Numerous observers have stated that the decision likely opens up an entirely new category of state law actions challenging EPA-approved clean-ups, and have predicted a new wave of litigation by property owners, as well as environmental groups. There are at least two reasons why we believe such predictions are overstated. First, the Atlantic Richfield decision centers on an unusual legal remedy permitted under Montana law – that if a landowner’s property has been the subject of a CERCLA cleanup, the landowner is not limited to recovery of diminution in property value for residual contamination, but instead may seek the added costs of cleaning up the property to pre-contamination conditions (i.e., background levels). We are not aware of other state laws that authorize such restoration damages, although there may be such remedies available under tribal law. Many states do not go beyond diminution of property value for landowners. Thus, such restoration claims at Superfund sites likely will be few and far between.

Second, even if such claims are viable under other state or tribal laws, plaintiffs, as PRPs, must overcome a second hurdle of convincing EPA to approve the remedy. That hurdle is a formidable one. EPA has a very detailed process under the National Contingency Plan (NCP) for selecting remedial actions for sites, which provides for a significant degree of input from citizens and interested parties. If EPA disagreed with a commenter’s suggestion to make a remedy more stringent during the remedy selection process, the Agency seems unlikely to thereafter change its mind when presented with the same proposal after the fact.

That said, there are unanswered questions that may give rise to additional litigation. What standard should EPA apply in evaluating and approving a restoration plan? Does EPA need to follow the NCP when making this evaluation? Also, the case concerned cleanup of an NPL site. The Court states that the requirement for EPA approval of additional cleanup is limited to NPL sites. Would a PRP landowner have an easier pathway to recovery of restoration costs for a non-NPL site?

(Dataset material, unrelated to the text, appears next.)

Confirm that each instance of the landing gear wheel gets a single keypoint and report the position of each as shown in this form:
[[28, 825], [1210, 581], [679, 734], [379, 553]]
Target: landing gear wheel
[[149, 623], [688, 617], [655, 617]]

Also unanswered are a host of questions that relate to parties considering whether to voluntarily perform remedial action pursuant to an administrative order on consent (AOC) or consent decree (CD) settlement with EPA. Such settlements typically provide contribution protection, but those provisions may not insulate the settlor from restoration claims as they would not be “matters addressed by” the settlement. Thus, PRPs may wish to consider seeking to expand the “matters addressed by” language in EPA’s model settlement documents to encompass site restoration. Indeed, depending on the specific facts of a site subject to EPA cleanup, EPA and private parties should each scrutinize model AOC and CD language to ensure the questions and uncertainties of potential future state law claims by site neighbors and downstream property owners are addressed and eliminated (or at least minimized), so that this recent Supreme Court decision does not disrupt CERCLA’s framework of settlement, certainty, and repose.